We report here that mice lacking Pak1 and Pak2 in the skeletal muscle lineage develop a late-onset myopathy. We previously showed that these animals had a delay in myoblast differentiation resulting in reduced muscle mass; muscles of 2-month-old dKO mice were smaller than controls but had normal morphology . However, by 10 months of age, dKO muscles displayed centrally-nucleated fibers, fibrosis, and signs of degeneration.

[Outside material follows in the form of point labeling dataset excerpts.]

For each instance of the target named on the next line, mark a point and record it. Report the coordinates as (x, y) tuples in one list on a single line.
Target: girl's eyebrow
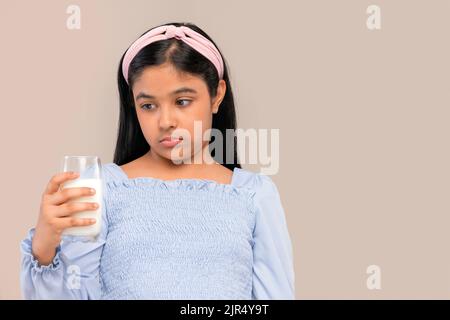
[(143, 95)]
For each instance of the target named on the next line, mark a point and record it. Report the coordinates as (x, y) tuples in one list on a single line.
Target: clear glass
[(89, 168)]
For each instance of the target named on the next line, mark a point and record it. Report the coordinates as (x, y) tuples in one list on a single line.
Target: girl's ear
[(221, 88)]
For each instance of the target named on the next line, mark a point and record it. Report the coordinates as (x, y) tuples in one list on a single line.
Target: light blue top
[(177, 239)]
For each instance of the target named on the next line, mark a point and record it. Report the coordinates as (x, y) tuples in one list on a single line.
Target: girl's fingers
[(70, 208), (67, 194), (76, 222), (56, 181)]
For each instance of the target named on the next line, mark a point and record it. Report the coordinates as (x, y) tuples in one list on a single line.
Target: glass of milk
[(90, 175)]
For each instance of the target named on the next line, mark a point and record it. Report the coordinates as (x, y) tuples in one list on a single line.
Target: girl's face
[(167, 100)]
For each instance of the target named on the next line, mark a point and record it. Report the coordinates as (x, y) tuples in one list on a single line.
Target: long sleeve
[(273, 270), (74, 272)]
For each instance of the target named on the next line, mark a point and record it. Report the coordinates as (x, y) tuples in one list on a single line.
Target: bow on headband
[(185, 34)]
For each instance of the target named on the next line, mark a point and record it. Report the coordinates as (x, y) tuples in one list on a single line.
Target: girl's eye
[(149, 106), (145, 106), (189, 101)]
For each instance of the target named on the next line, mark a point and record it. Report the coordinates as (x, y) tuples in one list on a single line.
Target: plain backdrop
[(363, 119)]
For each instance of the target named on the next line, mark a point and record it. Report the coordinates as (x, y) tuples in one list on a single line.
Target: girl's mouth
[(170, 142)]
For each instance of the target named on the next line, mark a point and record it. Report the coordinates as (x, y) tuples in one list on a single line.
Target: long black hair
[(131, 143)]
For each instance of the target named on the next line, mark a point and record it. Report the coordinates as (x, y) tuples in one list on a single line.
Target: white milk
[(90, 230)]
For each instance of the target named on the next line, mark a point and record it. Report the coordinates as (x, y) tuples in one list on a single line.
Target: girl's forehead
[(163, 81)]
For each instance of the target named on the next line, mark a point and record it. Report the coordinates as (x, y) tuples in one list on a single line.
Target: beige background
[(363, 118)]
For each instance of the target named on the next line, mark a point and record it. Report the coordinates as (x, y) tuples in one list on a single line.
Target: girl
[(195, 230)]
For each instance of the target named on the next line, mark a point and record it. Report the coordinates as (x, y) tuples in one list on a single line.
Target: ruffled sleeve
[(74, 271), (273, 269)]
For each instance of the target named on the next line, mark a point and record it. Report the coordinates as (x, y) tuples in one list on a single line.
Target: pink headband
[(187, 35)]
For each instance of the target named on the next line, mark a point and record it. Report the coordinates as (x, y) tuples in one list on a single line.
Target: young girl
[(197, 229)]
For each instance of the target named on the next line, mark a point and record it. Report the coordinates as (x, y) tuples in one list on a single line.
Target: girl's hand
[(56, 215)]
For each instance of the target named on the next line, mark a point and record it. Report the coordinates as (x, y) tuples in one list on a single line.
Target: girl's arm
[(73, 273), (273, 269)]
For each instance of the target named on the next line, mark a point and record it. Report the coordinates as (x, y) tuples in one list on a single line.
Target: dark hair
[(131, 143)]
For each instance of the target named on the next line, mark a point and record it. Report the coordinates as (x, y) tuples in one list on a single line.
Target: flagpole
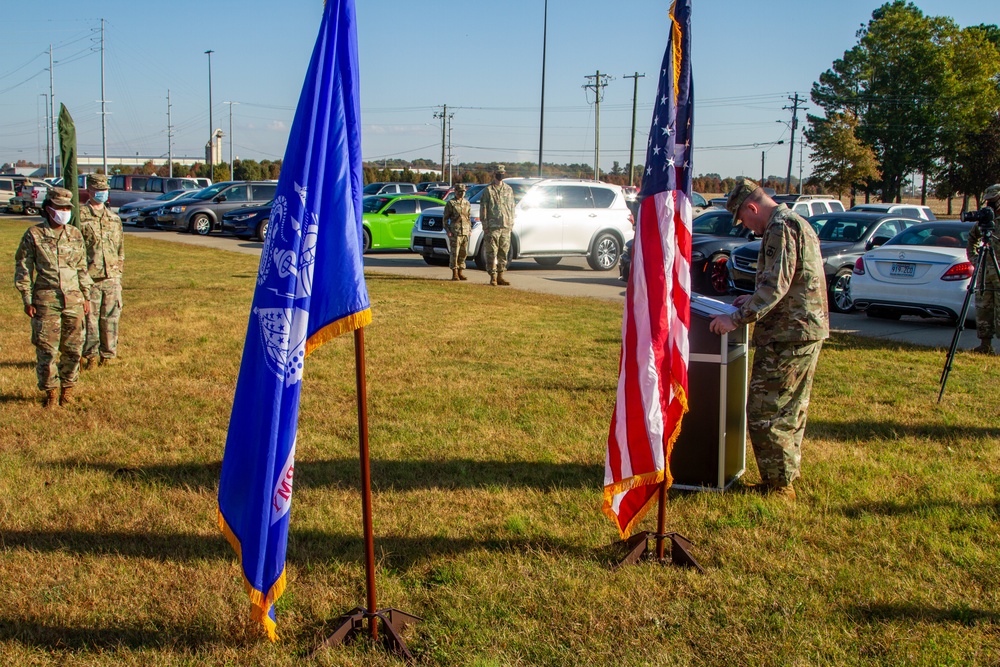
[(366, 478)]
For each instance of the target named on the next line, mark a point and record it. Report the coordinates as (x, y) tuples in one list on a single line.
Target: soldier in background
[(102, 231), (458, 225), (987, 308), (790, 308), (496, 211), (50, 272)]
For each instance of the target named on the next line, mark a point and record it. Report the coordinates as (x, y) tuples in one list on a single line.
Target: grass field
[(489, 411)]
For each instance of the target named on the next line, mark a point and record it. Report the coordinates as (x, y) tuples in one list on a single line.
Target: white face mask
[(60, 217)]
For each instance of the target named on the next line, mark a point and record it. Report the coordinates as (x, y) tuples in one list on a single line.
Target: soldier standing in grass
[(987, 308), (50, 272), (496, 211), (790, 308), (458, 225), (102, 231)]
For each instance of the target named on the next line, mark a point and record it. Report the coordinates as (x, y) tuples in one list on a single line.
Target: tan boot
[(66, 396), (51, 399)]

Several of the myopathic features of dKO mice bear a strong resemblance to rmd mice, which have a mutation in Chkb . These include: (1) megaconial mitochondria, (2) central depletion of mitochondrial activity, and (3) a rostrocaudal gradient of disease severity. rmd mice are considered dystrophic, but dystrophin was normally localized and only scattered fibers took up EBD [10, 13]. This was also the case for dKO mice, in which dystrophin was appropriately localized and EBD-positive myofibers were rare. There are also clear differences between rmd and dKO mice. Onset of muscle disease in rmd mice occurs much earlier (weeks vs. months) and is more severe, than in dKO mice. Additionally, functional analyses of mitochondrial energetic function showed that complex I and II, but not complex IV, activities were diminished in dKO muscles, whereas complex I and IV, but not complex II, activities were diminished in rmd muscles . We attempted to measure basal and maximal oxygen consumption rates with Seahorse assays on cultured single isolated myofibers from control and dKO mice, but the fibers did not withstand the conditions and underwent lethal contraction (not shown). Such data are not available on fibers from rmd mice either. Nevertheless, the most distinctive phenotype of dKO mice is the highly unusual formation of megaconial mitochondria, often with lack of mitochondrial activity centrally, a phenotype shared by choline kinase β deficiency in both humans and mice; we are unaware of other mutations that produce this phenotype in skeletal muscle.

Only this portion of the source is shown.